I began to dream, almost before I ceased to be sensible of my locality. I thought it was morning; and I had set out on my way home, with Joseph for a guide. The snow lay yards deep in our road; and, as we floundered on, my companion wearied me with constant reproaches that I had not brought a pilgrim's staff: telling me that I could never get into the house without one, and boastfully flourishing a heavy-headed cudgel, which I understood to be so denominated. For a moment I considered it absurd that I should need such a weapon to gain admittance into my own residence. Then a new idea flashed across me. I was not going there: we were journeying to hear the famous Jabez Branderham preach, from the text - 'Seventy Times Seven;' and either Joseph, the preacher, or I had committed the 'First of the Seventy-First,' and were to be publicly exposed and excommunicated.
We came to the chapel. I have passed it really in my walks, twice or thrice; it
lies in a hollow, between two hills: an elevated hollow, near a swamp, whose
peaty moisture is said to answer all the purposes of embalming on the few
corpses deposited there. The roof has been kept whole hitherto; but as the
clergyman's stipend is only twenty pounds per annum, and a house with two rooms,
threatening speedily to determine into one, no clergyman will undertake the
duties of pastor: especially as it is currently reported that his flock would
rather let him starve than increase the living by one penny from their own
pockets. However, in my dream, Jabez had a full and attentive congregation; and
he preached - good God! what a sermon; divided into four hundred and ninety
parts, each fully equal to an ordinary address from the pulpit, and each
discussing a separate sin! Where he searched for them, I cannot tell. He had his
private manner of interpreting the phrase, and it seemed necessary the brother
should sin different sins on every occasion. They were of the most curious
character: odd transgressions that I never imagined previously.

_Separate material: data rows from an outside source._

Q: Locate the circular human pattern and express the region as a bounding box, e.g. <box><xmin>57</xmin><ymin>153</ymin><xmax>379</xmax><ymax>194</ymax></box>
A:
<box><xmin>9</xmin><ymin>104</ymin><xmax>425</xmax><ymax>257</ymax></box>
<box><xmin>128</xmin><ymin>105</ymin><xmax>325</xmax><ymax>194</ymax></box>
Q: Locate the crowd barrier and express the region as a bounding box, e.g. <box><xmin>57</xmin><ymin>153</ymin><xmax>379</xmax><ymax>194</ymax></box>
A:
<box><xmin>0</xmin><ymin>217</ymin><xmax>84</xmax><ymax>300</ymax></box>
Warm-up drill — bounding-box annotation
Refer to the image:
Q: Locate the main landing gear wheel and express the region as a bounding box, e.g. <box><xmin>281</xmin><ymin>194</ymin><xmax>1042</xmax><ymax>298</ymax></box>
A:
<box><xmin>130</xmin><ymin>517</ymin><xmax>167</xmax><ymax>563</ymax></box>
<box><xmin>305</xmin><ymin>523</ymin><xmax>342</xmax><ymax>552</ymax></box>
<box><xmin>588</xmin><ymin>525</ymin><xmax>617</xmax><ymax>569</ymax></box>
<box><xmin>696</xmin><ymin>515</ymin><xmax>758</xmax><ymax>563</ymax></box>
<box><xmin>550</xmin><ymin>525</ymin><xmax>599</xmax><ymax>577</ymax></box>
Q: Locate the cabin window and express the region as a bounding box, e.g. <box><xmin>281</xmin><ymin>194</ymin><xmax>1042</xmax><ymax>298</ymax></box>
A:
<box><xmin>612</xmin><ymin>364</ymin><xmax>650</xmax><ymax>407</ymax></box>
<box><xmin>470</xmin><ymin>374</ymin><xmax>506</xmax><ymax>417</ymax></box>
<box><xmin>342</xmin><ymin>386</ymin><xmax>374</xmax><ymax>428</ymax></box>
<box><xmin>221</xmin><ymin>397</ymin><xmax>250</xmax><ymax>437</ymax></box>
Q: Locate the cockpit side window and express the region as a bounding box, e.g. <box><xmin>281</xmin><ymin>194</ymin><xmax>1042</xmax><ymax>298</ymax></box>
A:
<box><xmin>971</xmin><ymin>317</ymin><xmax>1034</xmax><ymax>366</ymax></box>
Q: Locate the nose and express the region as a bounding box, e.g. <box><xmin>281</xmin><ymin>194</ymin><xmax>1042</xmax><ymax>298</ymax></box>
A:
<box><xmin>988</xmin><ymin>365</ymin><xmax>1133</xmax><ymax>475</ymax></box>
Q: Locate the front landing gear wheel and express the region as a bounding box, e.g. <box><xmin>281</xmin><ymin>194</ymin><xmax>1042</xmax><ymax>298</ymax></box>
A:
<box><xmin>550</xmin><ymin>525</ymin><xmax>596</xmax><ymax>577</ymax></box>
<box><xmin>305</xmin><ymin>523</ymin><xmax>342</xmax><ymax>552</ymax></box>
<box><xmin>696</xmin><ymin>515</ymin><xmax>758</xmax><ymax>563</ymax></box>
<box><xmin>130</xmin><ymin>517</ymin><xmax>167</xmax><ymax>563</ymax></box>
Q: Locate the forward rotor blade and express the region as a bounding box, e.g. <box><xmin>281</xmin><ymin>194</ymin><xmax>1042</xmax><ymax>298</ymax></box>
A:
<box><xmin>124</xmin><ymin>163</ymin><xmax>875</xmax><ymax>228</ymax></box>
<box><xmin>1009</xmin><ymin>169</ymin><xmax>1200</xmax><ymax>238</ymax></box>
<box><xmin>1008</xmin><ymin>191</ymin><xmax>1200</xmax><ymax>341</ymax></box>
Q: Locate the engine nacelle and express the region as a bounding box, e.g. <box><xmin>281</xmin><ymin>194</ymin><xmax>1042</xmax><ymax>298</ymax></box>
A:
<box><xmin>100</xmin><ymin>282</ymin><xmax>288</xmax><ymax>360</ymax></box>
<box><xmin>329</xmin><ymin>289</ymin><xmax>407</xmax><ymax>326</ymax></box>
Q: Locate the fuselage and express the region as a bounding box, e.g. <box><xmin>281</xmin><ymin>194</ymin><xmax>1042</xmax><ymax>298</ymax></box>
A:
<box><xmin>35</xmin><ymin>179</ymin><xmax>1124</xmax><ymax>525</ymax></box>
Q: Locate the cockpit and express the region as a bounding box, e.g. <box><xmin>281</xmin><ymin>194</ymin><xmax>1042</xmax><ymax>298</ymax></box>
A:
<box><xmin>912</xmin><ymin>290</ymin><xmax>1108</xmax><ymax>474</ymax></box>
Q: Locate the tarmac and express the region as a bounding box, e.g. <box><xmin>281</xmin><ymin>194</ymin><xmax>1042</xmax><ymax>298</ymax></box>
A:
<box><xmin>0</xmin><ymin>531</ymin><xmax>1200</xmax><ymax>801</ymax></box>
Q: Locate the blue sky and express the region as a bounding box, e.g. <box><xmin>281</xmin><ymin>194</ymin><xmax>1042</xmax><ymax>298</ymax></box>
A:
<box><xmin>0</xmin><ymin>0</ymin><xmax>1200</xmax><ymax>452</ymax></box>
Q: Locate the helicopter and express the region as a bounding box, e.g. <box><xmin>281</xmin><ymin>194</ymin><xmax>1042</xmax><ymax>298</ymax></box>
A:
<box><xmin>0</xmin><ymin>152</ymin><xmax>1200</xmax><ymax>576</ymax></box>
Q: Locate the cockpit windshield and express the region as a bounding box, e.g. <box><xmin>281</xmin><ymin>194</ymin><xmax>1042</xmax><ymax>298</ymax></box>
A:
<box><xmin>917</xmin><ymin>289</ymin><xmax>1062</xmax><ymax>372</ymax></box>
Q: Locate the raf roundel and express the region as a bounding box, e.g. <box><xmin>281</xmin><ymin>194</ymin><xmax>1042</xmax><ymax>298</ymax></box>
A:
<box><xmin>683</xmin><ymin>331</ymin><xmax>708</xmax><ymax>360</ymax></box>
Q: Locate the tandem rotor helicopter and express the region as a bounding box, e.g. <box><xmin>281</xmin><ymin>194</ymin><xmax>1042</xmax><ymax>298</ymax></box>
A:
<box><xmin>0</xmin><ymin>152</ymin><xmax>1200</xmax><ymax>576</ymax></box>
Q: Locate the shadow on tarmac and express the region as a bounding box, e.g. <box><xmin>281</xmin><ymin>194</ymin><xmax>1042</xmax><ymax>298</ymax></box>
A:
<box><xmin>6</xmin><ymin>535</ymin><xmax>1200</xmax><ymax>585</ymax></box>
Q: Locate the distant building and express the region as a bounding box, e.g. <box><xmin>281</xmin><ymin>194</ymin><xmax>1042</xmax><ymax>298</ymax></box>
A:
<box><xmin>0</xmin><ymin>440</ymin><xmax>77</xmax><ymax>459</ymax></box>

Oh, how weary I grow. How I writhed, and yawned, and nodded, and revived! How I
pinched and pricked myself, and rubbed my eyes, and stood up, and sat down
again, and nudged Joseph to inform me if he would ever have done. I was
condemned to hear all out: finally, he reached the 'first of the seventy-first.'
At that crisis, a sudden inspiration descended on me; I was moved to rise and
denounce Jabez Branderham as the sinner of the sin that no Christian need
pardon.
'Sir,' I exclaimed, 'sitting here within these four walls, at one stretch, I
have endured and forgiven the four hundred and ninety heads of your discourse.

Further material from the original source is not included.